ATLANTA (CBS46) -- Gov. Brian Kemp is vowing launch a legal challenge to the Biden Administration’s Executive Order that will require companies with 100 or more employees to require COVID vaccinated of employees or test them weekly.

“This is just another example of this administration’s overreaching knowing that it doesn’t have any authority,” said State Attorney General Chris Carr, who will be leading the legal efforts in court.

“Yes, this is a public health crisis, and we have to do it the right way; it must be done legally. This issue is about solely whether or not the President of the United States through the stroke of his pen can do what he said he is going to do, and he cannot,” Carr told CBS46.

Carr says his office is currently exploring all legal avenues to push back against the order that’s currently being drafted by OSHA.

"The State of Georgia suing is a little awkward because it’s a mandate that would potentially apply to employers of 100 plus," said Matthew Lawrence, an associate professor at the Emory University School of Law. "Employees or employers could sue, but it is not clear what interest the state of Georgia would have. Maybe it would join such a suit," Lawrence stated.

Regarding the legality of the order, The Occupational Safety and Health Act of 1970 affords the federal agency broad regulation authority to protect against hazards in the workplace. 

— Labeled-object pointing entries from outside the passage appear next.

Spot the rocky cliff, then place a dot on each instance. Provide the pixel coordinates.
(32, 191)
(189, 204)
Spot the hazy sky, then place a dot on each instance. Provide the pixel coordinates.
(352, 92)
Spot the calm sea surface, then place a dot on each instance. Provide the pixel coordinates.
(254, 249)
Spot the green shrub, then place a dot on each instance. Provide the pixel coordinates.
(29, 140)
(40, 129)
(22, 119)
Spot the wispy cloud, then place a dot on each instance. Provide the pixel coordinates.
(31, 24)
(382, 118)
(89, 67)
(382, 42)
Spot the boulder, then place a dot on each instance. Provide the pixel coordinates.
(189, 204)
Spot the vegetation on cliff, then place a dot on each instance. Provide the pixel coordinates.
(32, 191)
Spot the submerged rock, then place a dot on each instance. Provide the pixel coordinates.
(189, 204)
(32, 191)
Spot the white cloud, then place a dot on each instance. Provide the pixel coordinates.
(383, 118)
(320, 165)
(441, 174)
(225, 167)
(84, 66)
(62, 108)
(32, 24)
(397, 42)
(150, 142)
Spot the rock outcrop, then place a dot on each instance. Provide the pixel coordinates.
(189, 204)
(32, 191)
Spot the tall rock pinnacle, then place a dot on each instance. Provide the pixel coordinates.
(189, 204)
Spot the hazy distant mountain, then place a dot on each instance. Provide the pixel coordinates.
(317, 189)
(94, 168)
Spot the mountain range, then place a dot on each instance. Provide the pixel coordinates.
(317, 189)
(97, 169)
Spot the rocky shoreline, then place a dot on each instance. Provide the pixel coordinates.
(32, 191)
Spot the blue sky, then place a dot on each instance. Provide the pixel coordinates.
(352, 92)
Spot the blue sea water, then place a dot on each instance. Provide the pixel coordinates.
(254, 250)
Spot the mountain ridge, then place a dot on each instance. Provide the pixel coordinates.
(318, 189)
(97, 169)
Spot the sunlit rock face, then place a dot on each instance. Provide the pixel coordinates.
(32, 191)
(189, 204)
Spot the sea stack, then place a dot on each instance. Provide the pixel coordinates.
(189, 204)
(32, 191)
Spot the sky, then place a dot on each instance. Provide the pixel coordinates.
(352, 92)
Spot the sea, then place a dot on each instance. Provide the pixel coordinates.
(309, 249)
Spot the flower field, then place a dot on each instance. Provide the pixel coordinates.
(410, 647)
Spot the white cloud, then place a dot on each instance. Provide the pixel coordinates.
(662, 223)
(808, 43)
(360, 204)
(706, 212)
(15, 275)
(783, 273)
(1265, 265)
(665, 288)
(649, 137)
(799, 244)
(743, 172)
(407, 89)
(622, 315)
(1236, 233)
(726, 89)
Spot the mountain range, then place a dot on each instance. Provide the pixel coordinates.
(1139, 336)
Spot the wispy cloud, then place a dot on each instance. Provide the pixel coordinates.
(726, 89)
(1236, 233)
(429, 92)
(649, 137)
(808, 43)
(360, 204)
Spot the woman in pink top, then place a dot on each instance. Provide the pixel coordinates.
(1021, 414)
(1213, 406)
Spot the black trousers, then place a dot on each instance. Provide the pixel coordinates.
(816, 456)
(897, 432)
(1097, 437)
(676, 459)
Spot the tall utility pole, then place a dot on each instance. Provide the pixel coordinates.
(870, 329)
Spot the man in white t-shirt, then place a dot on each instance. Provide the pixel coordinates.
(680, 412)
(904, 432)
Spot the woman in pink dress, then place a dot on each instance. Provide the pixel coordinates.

While the agency has regulated against health threats like pesticides and asbestos, it has not mandated vaccines. Emory law professor Matthew Lawrence tells CBS46 that while OSHA does not have a precedent of regulating a vaccine, the federal government does.

“The government mandating vaccines is not unprecedented at all,” Lawrence said. “What is unprecedented is the federal agency OSHA using its broad powers in this particular way and that’s why I see strong legal arguments that it is authorized.”

Lawrence says in exploring possible legal challenges, attorneys will question if the agency of the federal government have the power to make the change; did it act reasonably; and, is the change constitutional? To some, the Executive Order seems like overreach, but it is not without precedent under a public health threat.

In 1905, in the Jacobson v. Massachusetts case, the Supreme Court ruled that the smallpox vaccine could be made mandatory to protect public health, even if it infringed on personal liberties. The case could be used to defend the Biden order.

“It was a big case because the Supreme Court recognized people have a liberty interest in not getting a vaccine,” Lawrence said. “Getting a shot affects your liberty, so that is protected by the Constitution. But, the Supreme Court said there is also a strong compelling interest in protecting against communicable disease in our society.”

Kemp tweeted Friday afternoon that he had a call with several Republican governors who plan to challenge the vaccine requirements, stating vaccines should be a choice and he won’t be “bullied” by the Biden administration.